A fire covering around 20 hectares broke out on Saturday afternoon near the village of Vladimirovka, within the uninhabited Chernobyl exclusion zone, and responders were still fighting two blazes on Monday morning, Ukrainian emergency services said in a statement.

"There is bad news -- in the center of the fire, radiation is above normal," Egor Firsov, head of Ukraine's ecological inspection service, wrote in a Facebook post alongside a video of a Geiger counter. "As you can see in the video, the readings of the device are 2.3, when the norm is 0.14. But this is only within the area of the fire outbreak."

His measurements refer to the microsievert per hour (μSv/h) reading; the maximum allowable amount of natural background radiation is 0.5 μSv/h, the emergency services said, but Firsov's reported amount was nearly five times that.

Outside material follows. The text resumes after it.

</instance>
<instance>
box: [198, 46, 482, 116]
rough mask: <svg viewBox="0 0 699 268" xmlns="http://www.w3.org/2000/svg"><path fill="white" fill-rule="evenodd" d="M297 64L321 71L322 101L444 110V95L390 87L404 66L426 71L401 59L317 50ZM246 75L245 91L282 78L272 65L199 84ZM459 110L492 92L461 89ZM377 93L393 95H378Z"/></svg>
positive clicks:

Vladimirovka sits within the deserted 1,000-square-mile exclusion zone, which was evacuated after the devastating 1986 blast at the Chernobyl Nuclear Power Plant that sent radioactive fallout billowing across Europe and exposed millions to dangerous levels of radiation.

The region has since been taken over by nature, and forest fires are not uncommon.

While researching this post, I discovered that Google has Street View photos of Pripyat and Chernobyl. How did they get permission to do that?